Так вот, значит, как! Он, выходит, и не ждал ничего, Янка-то… Просто пришел на отмель, на столь любимое ею место, где все исхожено ее ногами. Бусы купил ей в подарок, да вот подарить не успел: как теперь подаришь? Снял с березки истрепанную белую ленточку — ту, что когда-то принадлежала ей, перевивала ее темную косу, а взамен оставил злополучный янтарь: пусть берет, кто хочет! А может, березка в тот миг показалась ему Лесей, ведь Лесина же на ней лента повязана! И надел он свой подарок на развилку деревца, словно Лесе на шею, коли уж нельзя надеть на живую…

И жаль ей стало янтарных бус, как жаль было круглого зеркальца, оправленного в тополь. Но как их взять? Все равно ведь носить не сможет. А в воду бросить — Янка еще решить, что взяла-таки, да не надевает…

Леся еще мгновение задумчиво полюбовалась янтарем, потом быстро намотала низку на руку, словно браслет. Затем опустила просторный рукав, застегнула пуговку у запястья. Придирчиво оглядела руку — как будто ничего не заметно. Она уже приняла решение: янтарь нужно вернуть хозяину, причем вернуть так, чтобы с самим хозяином при этом не встретиться. И еще: Горюнцова хата стоит немного на отшибе, случайно мимо нее никак не пройдешь, а если кто увидит ее возле той хаты или даже просто на пути к ней… В потемках она и носа за порог не высунет, ее теперь и на аркане не вытащишь в такую пору! Остается одно: встать завтра пораньше, до рассвета, и отнести. А сейчас — хочешь не хочешь — янтарь придется нести домой. Ничего, положит пока в шкатулку, к другим своим прикрасам. До утра никто не заметит: Тэкля в ту шкатулку сто лет не заглядывала, а Ганулька пуглива, пальцем к ней не притронется, хотя Леся не раз уже ей говорила, чтобы не стеснялась, можно брать и надевать, что понравится. А уж к утру в хате того янтаря и не будет…
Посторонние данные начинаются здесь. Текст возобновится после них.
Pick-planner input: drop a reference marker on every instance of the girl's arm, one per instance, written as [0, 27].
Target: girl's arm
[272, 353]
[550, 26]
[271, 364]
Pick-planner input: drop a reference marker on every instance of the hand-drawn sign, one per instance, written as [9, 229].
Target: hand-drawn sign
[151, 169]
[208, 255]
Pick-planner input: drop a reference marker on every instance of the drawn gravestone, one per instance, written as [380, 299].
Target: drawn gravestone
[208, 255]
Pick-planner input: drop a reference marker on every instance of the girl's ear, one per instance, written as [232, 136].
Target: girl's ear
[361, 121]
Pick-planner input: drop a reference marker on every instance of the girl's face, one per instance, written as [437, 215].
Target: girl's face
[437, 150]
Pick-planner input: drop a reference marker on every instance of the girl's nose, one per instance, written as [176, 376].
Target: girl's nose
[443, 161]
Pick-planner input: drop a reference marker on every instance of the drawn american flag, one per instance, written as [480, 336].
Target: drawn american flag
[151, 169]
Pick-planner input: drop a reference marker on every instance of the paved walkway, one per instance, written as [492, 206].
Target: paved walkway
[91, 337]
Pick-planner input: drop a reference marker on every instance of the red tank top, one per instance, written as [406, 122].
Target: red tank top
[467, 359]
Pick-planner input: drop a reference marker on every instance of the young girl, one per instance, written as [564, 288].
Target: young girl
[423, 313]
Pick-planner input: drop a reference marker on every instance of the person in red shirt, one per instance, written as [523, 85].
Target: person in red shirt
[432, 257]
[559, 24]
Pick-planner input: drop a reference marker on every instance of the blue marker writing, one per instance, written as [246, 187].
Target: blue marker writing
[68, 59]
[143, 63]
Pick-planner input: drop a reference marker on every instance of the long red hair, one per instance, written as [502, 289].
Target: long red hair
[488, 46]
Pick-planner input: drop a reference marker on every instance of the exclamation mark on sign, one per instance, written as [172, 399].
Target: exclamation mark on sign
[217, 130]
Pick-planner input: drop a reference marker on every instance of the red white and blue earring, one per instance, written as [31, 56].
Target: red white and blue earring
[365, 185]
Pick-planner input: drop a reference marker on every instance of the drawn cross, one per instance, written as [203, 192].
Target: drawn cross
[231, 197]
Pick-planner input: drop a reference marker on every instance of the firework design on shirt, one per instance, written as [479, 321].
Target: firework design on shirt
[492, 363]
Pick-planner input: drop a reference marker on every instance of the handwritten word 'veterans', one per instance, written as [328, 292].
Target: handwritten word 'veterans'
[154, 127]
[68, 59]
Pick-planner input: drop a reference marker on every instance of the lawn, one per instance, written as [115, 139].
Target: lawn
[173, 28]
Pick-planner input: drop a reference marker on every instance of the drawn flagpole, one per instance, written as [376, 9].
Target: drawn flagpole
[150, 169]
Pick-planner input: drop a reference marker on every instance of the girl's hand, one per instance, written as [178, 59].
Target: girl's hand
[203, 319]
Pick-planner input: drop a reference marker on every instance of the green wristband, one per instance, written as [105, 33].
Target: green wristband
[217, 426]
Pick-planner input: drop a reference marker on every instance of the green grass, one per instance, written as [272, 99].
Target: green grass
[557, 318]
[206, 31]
Выйдя к околице, Леся увидела Савла.: он стоял возле городьбы, привалясь к ней спиной. Он уже вставал и даже начал понемногу выходить из дома, слегка пошатываясь на нетвердых еще ногах. Однако бабка Марыля, приходившая к нему из леса, строго наказала его беречь и до тяжелой работы не допускать, а без дела он маялся, не зная, куда себя девать и, что еще хуже, остро переживал свою бесполезную немощь.

— Все бродишь где-то? — укорил он девушку. Однако слова его прозвучали не сердито, а скорее устало. — И что тебе все дома не сидится? Али мало тебе одной беды? Эх, Аленка!..

Леся молчала; янтарная нитка жгла ей руку, будто краденая.

— Вот нет тебя, а у меня сердце заходится, где ты, да что с тобой, — продолжал Савел уже на ходу. — И как тебе выходить-то не боязно: вся деревня вон пальцем на тебя кажет!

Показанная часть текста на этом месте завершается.